In addition, we would need latitude and longitude data for each airport for visualization. I have downloaded location data as a .txt file from Arash Partow.
flight_data = pd.read_csv("T_DB1B_MARKET_2023.csv")
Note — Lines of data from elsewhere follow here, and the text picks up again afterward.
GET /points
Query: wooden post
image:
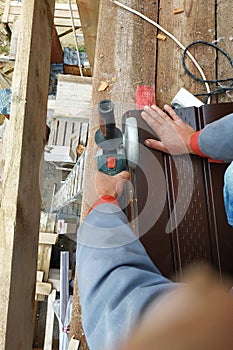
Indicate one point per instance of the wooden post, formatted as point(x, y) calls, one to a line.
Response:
point(20, 206)
point(88, 11)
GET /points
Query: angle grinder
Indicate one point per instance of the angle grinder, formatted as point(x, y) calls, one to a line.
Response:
point(117, 151)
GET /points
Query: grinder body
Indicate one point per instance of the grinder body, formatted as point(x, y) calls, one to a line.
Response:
point(111, 157)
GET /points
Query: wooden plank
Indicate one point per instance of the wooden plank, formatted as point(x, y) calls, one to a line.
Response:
point(126, 54)
point(43, 288)
point(61, 133)
point(74, 344)
point(12, 11)
point(69, 129)
point(73, 96)
point(6, 11)
point(170, 75)
point(75, 137)
point(53, 132)
point(84, 133)
point(59, 154)
point(54, 278)
point(56, 50)
point(47, 238)
point(21, 202)
point(48, 340)
point(89, 11)
point(48, 222)
point(224, 41)
point(39, 276)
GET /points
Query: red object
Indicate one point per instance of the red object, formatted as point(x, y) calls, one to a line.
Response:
point(111, 162)
point(145, 96)
point(103, 200)
point(196, 149)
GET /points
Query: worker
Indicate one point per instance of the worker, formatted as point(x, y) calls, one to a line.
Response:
point(214, 142)
point(121, 291)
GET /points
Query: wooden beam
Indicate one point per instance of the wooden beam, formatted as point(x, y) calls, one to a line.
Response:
point(21, 202)
point(89, 11)
point(196, 22)
point(48, 341)
point(224, 39)
point(125, 57)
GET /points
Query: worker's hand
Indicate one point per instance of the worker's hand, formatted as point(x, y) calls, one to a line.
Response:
point(196, 315)
point(111, 185)
point(174, 134)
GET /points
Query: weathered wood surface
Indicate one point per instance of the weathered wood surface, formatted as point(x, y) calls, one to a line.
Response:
point(88, 11)
point(195, 23)
point(224, 37)
point(62, 17)
point(125, 57)
point(20, 205)
point(127, 50)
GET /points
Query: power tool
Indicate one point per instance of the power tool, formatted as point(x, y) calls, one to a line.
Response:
point(117, 151)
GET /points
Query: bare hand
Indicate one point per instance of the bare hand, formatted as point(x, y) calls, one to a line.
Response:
point(111, 185)
point(174, 134)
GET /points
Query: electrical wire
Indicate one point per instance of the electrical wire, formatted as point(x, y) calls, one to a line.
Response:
point(75, 38)
point(222, 89)
point(171, 37)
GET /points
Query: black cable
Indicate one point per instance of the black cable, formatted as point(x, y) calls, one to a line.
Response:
point(222, 89)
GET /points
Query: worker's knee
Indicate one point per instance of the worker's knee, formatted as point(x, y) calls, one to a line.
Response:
point(228, 193)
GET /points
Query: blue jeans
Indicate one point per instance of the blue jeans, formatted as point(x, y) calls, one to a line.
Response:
point(228, 193)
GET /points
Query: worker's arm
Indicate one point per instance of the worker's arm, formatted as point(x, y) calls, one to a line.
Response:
point(177, 137)
point(116, 278)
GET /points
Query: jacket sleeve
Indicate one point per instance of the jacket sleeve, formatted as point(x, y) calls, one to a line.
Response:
point(216, 139)
point(116, 278)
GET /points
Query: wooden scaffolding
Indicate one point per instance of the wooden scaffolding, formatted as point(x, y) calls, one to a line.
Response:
point(128, 52)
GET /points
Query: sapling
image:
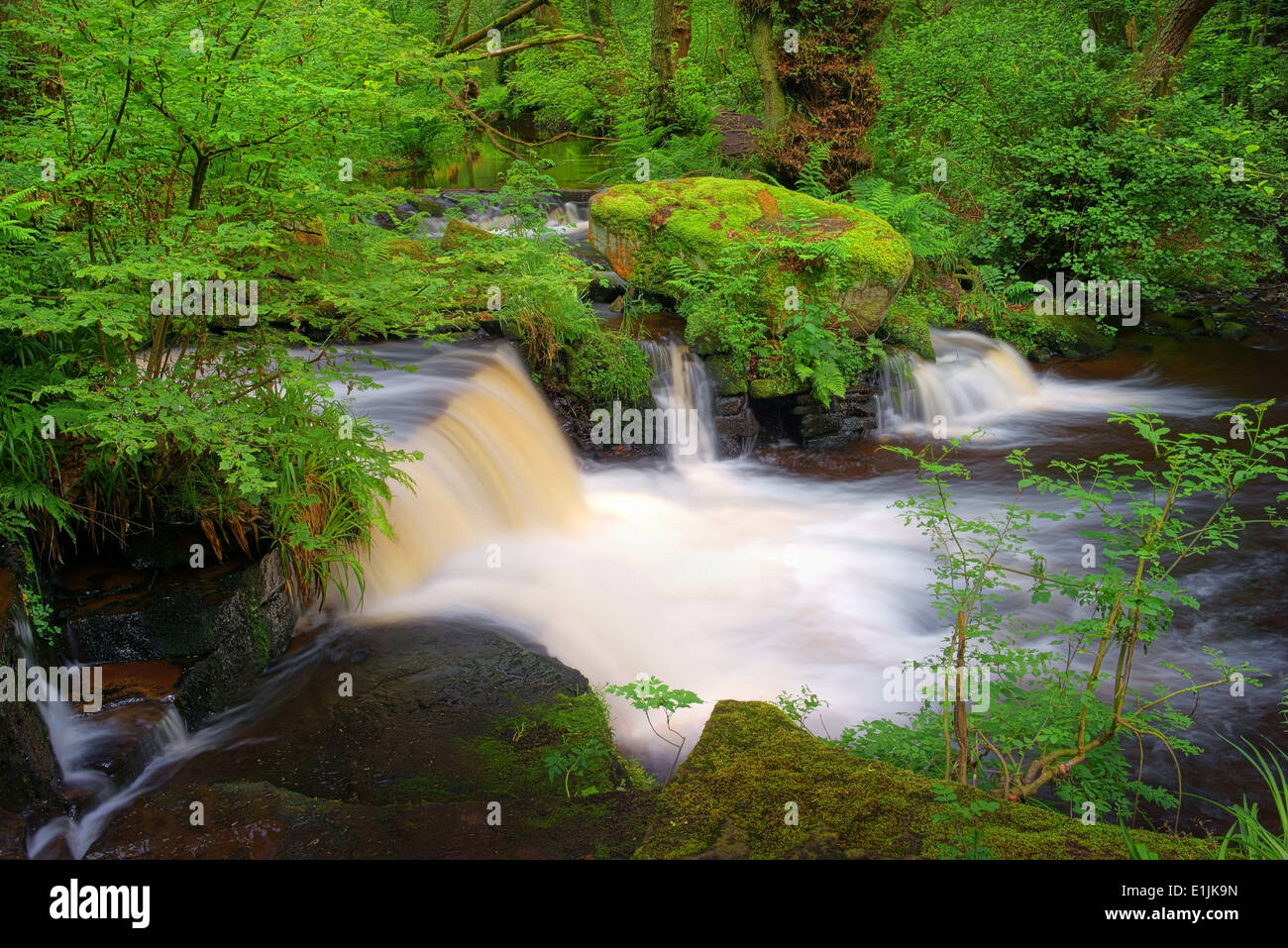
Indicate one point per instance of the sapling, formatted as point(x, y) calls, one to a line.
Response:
point(652, 694)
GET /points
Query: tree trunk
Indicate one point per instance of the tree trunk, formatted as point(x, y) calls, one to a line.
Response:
point(764, 52)
point(603, 25)
point(662, 60)
point(1168, 44)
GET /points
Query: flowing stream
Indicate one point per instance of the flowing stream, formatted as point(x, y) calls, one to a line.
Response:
point(732, 579)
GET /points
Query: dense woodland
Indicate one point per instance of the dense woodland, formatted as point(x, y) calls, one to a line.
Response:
point(151, 142)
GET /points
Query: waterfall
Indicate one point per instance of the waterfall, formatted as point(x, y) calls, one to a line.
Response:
point(971, 376)
point(75, 740)
point(494, 463)
point(681, 385)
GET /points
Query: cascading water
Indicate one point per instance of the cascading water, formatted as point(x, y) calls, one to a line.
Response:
point(494, 463)
point(971, 376)
point(735, 579)
point(682, 390)
point(980, 382)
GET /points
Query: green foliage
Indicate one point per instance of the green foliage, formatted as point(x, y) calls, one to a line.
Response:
point(651, 694)
point(1042, 146)
point(149, 151)
point(606, 366)
point(656, 154)
point(1060, 706)
point(802, 706)
point(40, 614)
point(967, 843)
point(1249, 837)
point(578, 760)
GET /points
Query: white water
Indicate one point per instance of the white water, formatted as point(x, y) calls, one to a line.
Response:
point(681, 384)
point(733, 579)
point(977, 381)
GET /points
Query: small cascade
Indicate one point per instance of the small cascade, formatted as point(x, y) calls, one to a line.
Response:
point(494, 463)
point(971, 376)
point(75, 740)
point(682, 390)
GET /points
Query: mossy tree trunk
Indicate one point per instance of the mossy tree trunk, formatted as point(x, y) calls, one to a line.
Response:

location_data = pd.read_csv("GlobalAirportDatabase.txt",sep=':',header=None)
location_data.columns = ['ICAO code','IATA code',
'Airport Name','City','Country','Latitude Degrees',
'Latitude Minutes','Latitude Seconds',
'Latitude Direction','Longitude Degrees',
'Longitude Minutes','Longitude Seconds',
'Longitude Direction','Altitude',
'Latitude Decimal','Longitude Decimal']
As recommended by the Bureau of Transportation and Statistics, let's remove data for flights that were less than $50. These flights did not have a base fare and only contained taxes and fees.
deleteIdx = pd.Series(flight_data['MARKET_FARE']<50)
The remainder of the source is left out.